Half Staffed is Unstaffed
It is a pretty exciting time for technologists. There is no shortage of good ideas to go work on. We are kids in a technological candy shop. It sounds like an enviable position.
Unfortunately, having too many good ideas at a company is almost as perilous a position as having too few. It creates a form of the Tragedy of the Commons where every investment seems reasonable when evaluated on its own, but nonetheless yields an ineffective overall investment. Years ago an executive at Yahoo wrote the Peanut Butter Manifesto which detailed the consequences of spreading investment too thin.
At the individual level, it is not enough to work on good ideas. You must only work on the best ideas. It is not enough to ask “is this good” you must also ask “is there something better?” As painful as ruthless prioritization is, it is not as painful as failing to do it.
At the organizational level the best solution I have found is to always staff from the inside out. You must fully fund the core and if you can’t do that then shut it all down. If you have space beyond that you can continue to fund things fully, one at a time, in accordance with your portfolio of goals. When you can’t fully staff another team then you stop.

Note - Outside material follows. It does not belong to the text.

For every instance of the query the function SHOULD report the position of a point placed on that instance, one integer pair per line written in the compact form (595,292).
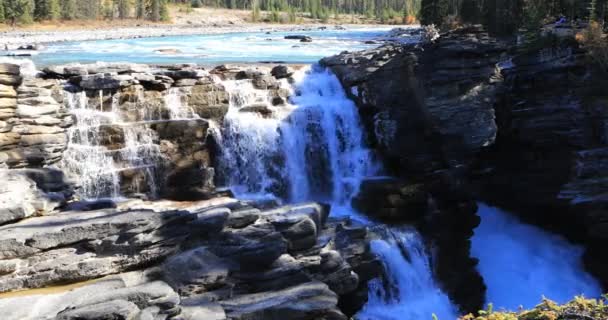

This gets significantly more complicated when you consider future growth. Fully funding a team this year can backfire if they succeed and you can’t afford to fund the required growth in the future. If your portfolio contains more successes than failures that can leave you in a place where you are uniformly starving successful projects. I suspect most people can relate to being on a team that isn’t getting the staff it deserves for one reason or another. That is why the judgment to wind an effort down should not be that the team is failing – that would be easy — but rather that their success is being outpaced by the potential of other opportunities. At the company level we must have the discipline to shut down good efforts that are doing well but are not the most important things.
On a personal note, when I was writing software full time I found this applied to my personal time as well. If I wasn’t willing to commit significant time to something I was better off not working on it at all. This is a classic machine scheduling problem. When you have 10 things to work on, each doesn’t make progress at 1/10th the speed; they make progress at a far lower rate because it costs so much energy to mentally switch between them.
Ruthless prioritization leads us from a place where every person is working on a good idea relatively far apart to all of us working together on a much smaller number of ideas that really matter.